見出し画像

普通のデートってやつ

あくまで凡人的な生活を送っている私ですが、稀にフィクションのような出来事もある。

ずっと友達だった年下の男の子とセックスした。(よければ前回記事もどうぞ!)普通の女の日常にも、こんなキラッとした瞬間があるんだな、世の中ってちょっと面白いかも。そう思ってもらえれば本望です!

***
どんなふたりにもデートのパターンってあるよね。バンビ君と私にもある。

私たちがただの友達だった時にも、ふたりだけでランニングをしたり、雨でランニングが中止になってご飯を食べたり、お家で映画を観たり、カフェで勉強したりはしていた。

そしてある日、偶然に必然が少々加わって私たちがセックスをした朝、バンビ君はこういった。「俺たちが友達でいつづけられるかは、あなた次第かな。俺は大丈夫だけど。」ちなみに彼はこうもいった。「俺は誰とも付き合う気はないよ。」

客観的にみたらただのやばい男だ。そのうちに結婚をと考えている健全な若者なら、距離を置いたほうが良い。大切な女友達がこんな発言をする男にはまっていたら心配してしまう。

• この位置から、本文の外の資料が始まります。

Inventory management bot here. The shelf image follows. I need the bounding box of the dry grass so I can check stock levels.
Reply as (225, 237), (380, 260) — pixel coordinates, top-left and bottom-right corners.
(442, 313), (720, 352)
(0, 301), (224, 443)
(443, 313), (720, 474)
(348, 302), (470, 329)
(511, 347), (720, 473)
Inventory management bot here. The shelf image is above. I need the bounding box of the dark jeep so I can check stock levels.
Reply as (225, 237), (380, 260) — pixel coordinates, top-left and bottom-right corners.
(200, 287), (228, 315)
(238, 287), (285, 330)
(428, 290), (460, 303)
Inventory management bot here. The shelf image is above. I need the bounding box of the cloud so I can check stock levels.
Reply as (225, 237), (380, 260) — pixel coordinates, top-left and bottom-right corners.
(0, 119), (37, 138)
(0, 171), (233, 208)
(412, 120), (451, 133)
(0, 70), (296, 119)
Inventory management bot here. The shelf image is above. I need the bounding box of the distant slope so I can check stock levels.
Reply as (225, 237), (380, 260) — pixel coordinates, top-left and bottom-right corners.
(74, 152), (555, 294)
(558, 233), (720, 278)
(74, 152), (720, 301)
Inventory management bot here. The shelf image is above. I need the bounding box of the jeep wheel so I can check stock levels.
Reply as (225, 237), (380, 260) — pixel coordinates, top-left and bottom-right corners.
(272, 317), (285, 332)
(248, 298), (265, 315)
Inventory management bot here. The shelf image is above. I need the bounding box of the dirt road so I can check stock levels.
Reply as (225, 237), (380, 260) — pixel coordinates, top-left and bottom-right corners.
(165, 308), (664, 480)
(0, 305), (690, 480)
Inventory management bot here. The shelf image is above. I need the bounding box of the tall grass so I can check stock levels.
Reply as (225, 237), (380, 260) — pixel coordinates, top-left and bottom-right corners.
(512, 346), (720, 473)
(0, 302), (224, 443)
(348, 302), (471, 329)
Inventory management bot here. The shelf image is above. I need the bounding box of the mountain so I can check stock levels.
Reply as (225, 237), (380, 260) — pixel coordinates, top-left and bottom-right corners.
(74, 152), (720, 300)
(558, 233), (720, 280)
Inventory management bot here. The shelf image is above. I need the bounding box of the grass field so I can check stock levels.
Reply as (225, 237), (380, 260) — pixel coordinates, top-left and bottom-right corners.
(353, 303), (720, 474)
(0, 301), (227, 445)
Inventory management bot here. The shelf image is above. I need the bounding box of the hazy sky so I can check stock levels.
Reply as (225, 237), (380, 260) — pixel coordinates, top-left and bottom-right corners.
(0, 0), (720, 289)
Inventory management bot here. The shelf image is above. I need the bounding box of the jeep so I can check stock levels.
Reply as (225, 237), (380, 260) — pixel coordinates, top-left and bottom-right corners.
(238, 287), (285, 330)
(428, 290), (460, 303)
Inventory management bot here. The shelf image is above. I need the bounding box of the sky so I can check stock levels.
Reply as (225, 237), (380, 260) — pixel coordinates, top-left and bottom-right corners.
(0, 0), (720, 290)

私のことで言えば、今は離婚後でまだ次の結婚など考えるには遠く、海外留学を控えている身であり。将来焦ることは間違い無いけど、バンビ君との曖昧な関係を許容できる気持ちではいた。

そんな出来事があった後の経緯を簡単にまとめると、
(興味がある方はマガジンの過去記事もぜひどうぞ!)

1. 私は自分のバンビ君への好意が男女間のそれであると早々に自覚
2. オフィシャルには友達関係を続けつつ、口実を作ってふたりで会い続ける
3. バンビ君の行動が友達のそれというよりは男女間のそれっぽくなる
4. 相変わらずお泊まりしながら会ったり、時には散歩だけしたり

そんなところだ。

デートのパターンに話を戻そう。私のことで言えば、バンビ君との関係が中途半端なことがあり、自分から誘えるデートと、そうでないデートのパターンがあった。

例えば、一緒に走ろう、勉強しよう、お家で映画見よう、は今までもやってきた。平日夜、気になってる映画を映画館で一緒に見よう!もいけるかな。誘うのにちょっと緊張しちゃうけど。

一方で。一緒に横浜に買い物に行こう、鎌倉へ散歩しに行こう、ライブを見に行こう、一泊で旅行に行こう、とかはハードルが高い。

オフィシャルに付き合っていないのに、一緒に過ごす時間のコストが大きくなると(距離がある、時間がかかる、共通の趣味というよりはどちらかの趣味、とか)ふたりでいる時間を正当化できない気持ちになってしまうのだ。『彼女でもない分際でこんなリクエストできないかな…』と尻込みしてしまう。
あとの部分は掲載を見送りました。